Douggie was our 5 year old rehomed French Bulldog and had him for three years, he wasn't a dog to us he was like another child.He wasn't boisterous or over excitable, at times we felt he was older than what he was.He loved our children and would have a routine of when the kids went to bed to go into my hubbys 'mancave' and watch telly with him.The way he would sit would almost make him look regal.We introduced a female companion for him another French bulldog 2 yrs old, this year and they were like soul mates from the first meeting, they slept together, when one moved into another room the other followed they were inseparable. 6 months later we made the biggest mistakes of our lives and booked both Douggie and Stella into a home boarding for us to attend a wedding, after four hours of us leaving our two healthy dogs there we had a phone call from a local vet, our Douggie had been brought in dead - he was dead on arrival, his body was so hot even three hours later that they could not put him into cold storage, the vet compared his death to that of him being locked in a car with no windows down in direct sunlight, our Douglas had cooked alive 

Its been five weeks today and the RSPCA is investigating our boys death.Stella and the children are devastated as are we.Stella has always been a bouncy dog, so much energy but its like her batteries have been taken out she is eating but not as much as she did.Our youngest boy is waking up during the night crying out for Douggie its just really tough. Last Thursday we brought home Stanley a 17 week old GSP, it was a big risk, what if its too soon, what if Stella rejects him, what if the kids react badly as hes not Douggie? 
Only one week on and Stella is playing again, dont get me wrong shes getting moments where you know shes still pining, but she has accepted Stanley, the kids love Stanleys energy and love brushing his coat.I have told the children Stanley isn't to replace Douglas he is here to help you all and Stella to remember him and not to be sad. When we picked up Stanley he hadn't been inoculated so we have him indoors until the 9th September. 
Investigations are on going and we might not have our Douggie back for a while ( he was sent away for a PM) we don't know as of yet how he died only that he died a painful death and that the state on how he was brought in to the vet and the explanation by the professional boarders does not ring true.
We miss you Douggie and want you home where you belong so you can RIP


----------



## car2ner (Apr 9, 2014)

let us know the outcome of the investigation. 

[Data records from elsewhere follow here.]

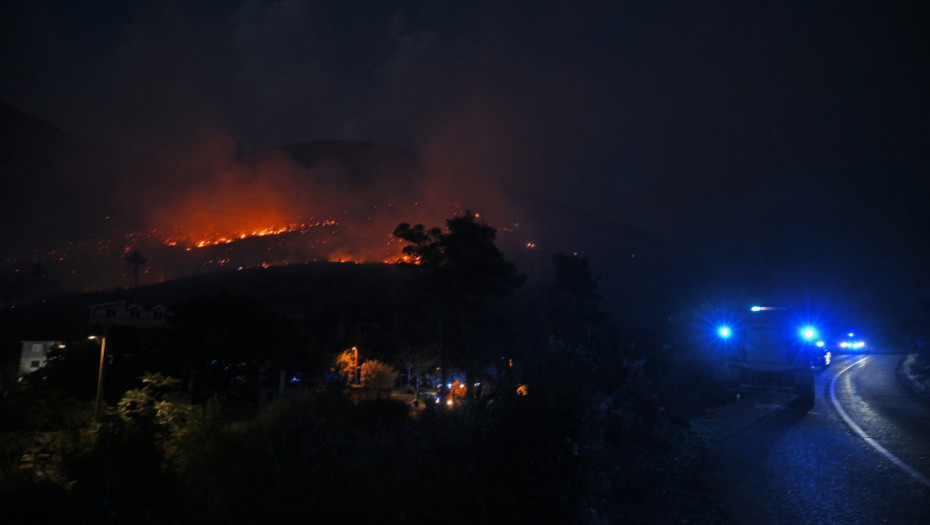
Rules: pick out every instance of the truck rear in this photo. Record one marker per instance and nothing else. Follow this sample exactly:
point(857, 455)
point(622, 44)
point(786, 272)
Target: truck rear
point(768, 350)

sorry for your lose of Douggie and the best wishes for Stanley. Sounds like he is in good hands.


----------



## llombardo (Dec 11, 2011)

How tragic There is no way you could have known and I hope you get answers. So sorry for your loss.


----------



## mcdanfam (Aug 27, 2013)

So sorry your family had to face such a tragic loss...prayers you find answers. Good luck with the new puppy....make lots of memories...


----------



## Shade (Feb 20, 2012)

I'm very sorry for your loss  I hope you find answers


----------



## wolfstraum (May 2, 2003)

OMG how terrible!!!! I am so sorry.......

Lee


----------